Diwan PW-1) together with recovery of empty cartridges from the courtyard and
ballistic reports conclusively established that the deceased suffered multiple
gunshot wounds (entry near right eye, chest and lower back, with 40 pellets
recovered) caused by firearms, consistent with the involvement of multiple
armed accused. The absconding of Vikram and the death of Govind Singh were
noted as further indicators of guilt. Procedural lapses under Sections 157 and
174 CrPC were held not fatal as they were neither proved nor shown to have
caused prejudice. Thus, the presence of the appellants in the unlawful assembly
armed with weapons, coupled with the proven chase and firing resulting in
death, fully attracted Section 149 IPC. The judgments of the courts below
suffered from no illegality and were therefore confirmed.
ANALYSIS:
This Supreme Court judgment reaffirms the
robust application of Section 149 IPC in cases involving unlawful assemblies
with a shared murderous intent, even when specific overt acts are not
attributed to every accused. By upholding the life sentences of Dablu (A-1),
Kamlesh (A-2), Pratap @ Pratap Narayan (A-5) and Vinod @ Ajay (A-4) for the
murder of Balkishan, the Court emphasized that the mere fact of the six accused
alighting together from a bus, each armed with firearms, at the crime scene
constituted strong circumstantial evidence of a pre-arranged common object to
kill. The long-standing political rivalry, rooted in the 1994 panchayat
election defeat of Vikram’s wife by the deceased’s wife provided a clear
motive, while the consistent chase from the bus stand to Rattan Lal’s house,
the firing of multiple shots, and the point-blank temple shot demonstrated
concerted action. The Court treated the absconding of the main accused Vikram
and the prior death of Govind Singh as additional pointers toward collective
guilt, underscoring that vicarious liability under Section 149 does not require
proof of individual participation in the fatal act once the unlawful assembly
and common object are established beyond reasonable doubt.

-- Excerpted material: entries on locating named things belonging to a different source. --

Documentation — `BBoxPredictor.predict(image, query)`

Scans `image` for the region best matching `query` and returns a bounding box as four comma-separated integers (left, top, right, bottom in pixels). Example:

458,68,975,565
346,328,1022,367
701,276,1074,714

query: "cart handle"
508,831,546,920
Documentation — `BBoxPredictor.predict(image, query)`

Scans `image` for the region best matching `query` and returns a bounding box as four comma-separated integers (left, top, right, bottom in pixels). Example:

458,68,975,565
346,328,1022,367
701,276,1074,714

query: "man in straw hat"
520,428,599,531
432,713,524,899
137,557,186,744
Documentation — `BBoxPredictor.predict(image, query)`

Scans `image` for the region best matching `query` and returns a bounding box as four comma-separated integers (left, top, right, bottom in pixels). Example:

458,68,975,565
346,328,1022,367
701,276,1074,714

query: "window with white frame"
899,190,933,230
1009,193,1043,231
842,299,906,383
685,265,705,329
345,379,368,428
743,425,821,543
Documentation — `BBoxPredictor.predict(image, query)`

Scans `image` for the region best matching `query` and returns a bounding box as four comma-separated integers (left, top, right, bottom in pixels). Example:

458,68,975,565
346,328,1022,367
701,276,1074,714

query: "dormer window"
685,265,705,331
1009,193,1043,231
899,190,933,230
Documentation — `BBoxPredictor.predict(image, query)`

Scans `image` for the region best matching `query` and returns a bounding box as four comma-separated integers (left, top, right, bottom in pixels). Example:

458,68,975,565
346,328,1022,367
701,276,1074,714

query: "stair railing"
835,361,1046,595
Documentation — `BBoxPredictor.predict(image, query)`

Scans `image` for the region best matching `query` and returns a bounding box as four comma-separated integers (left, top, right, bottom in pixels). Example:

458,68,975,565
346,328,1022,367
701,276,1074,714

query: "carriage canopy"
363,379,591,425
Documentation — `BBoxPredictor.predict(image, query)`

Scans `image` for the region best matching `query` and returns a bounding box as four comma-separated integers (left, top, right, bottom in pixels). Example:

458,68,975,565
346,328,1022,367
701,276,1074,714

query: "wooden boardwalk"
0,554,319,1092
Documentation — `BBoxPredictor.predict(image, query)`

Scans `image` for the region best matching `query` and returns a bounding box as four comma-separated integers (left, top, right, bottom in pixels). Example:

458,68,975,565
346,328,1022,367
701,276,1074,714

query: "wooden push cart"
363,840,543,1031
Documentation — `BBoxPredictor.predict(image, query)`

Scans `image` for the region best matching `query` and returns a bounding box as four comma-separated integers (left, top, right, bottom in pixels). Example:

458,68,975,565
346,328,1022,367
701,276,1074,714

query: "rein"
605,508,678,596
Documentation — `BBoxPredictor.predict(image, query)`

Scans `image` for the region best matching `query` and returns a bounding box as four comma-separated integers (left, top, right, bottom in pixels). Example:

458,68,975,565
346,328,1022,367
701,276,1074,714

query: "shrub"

The decision also illustrates the
judiciary’s pragmatic approach to evaluating evidence in mob or group-crime
scenarios. Despite arguments highlighting reliance on interested relatives (PWs
2, 3, 5, 7, 9), the absence of recoveries from the appellants, the independent
witness (PW-6) not seeing the firing inside the house, minor contradictions,
unnatural conduct of relatives, and alleged procedural lapses under CrPC
Sections 157 and 174, the Court found the prosecution case unshaken.
Corroborative elements—post-mortem evidence of multiple firearm injuries
(including 40 pellets recovered), recovery of spent cartridges from the
courtyard, ballistic consistency with 12-bore weapons, and the independent
witness hearing shots and seeing Vikram inside, overrode these infirmities. The
ruling reinforces that Section 149 liability hinges on membership in the
assembly and shared object rather than individualized proof, and that minor
investigative shortcomings are not fatal unless they demonstrably prejudice the
accused or cast doubt on the core narrative. By confirming the concurrent
findings of the trial court and High Court, the judgment promotes finality in
heinous group murders driven by political enmity while cautioning against
over-emphasis on peripheral discrepancies in otherwise cogent evidence.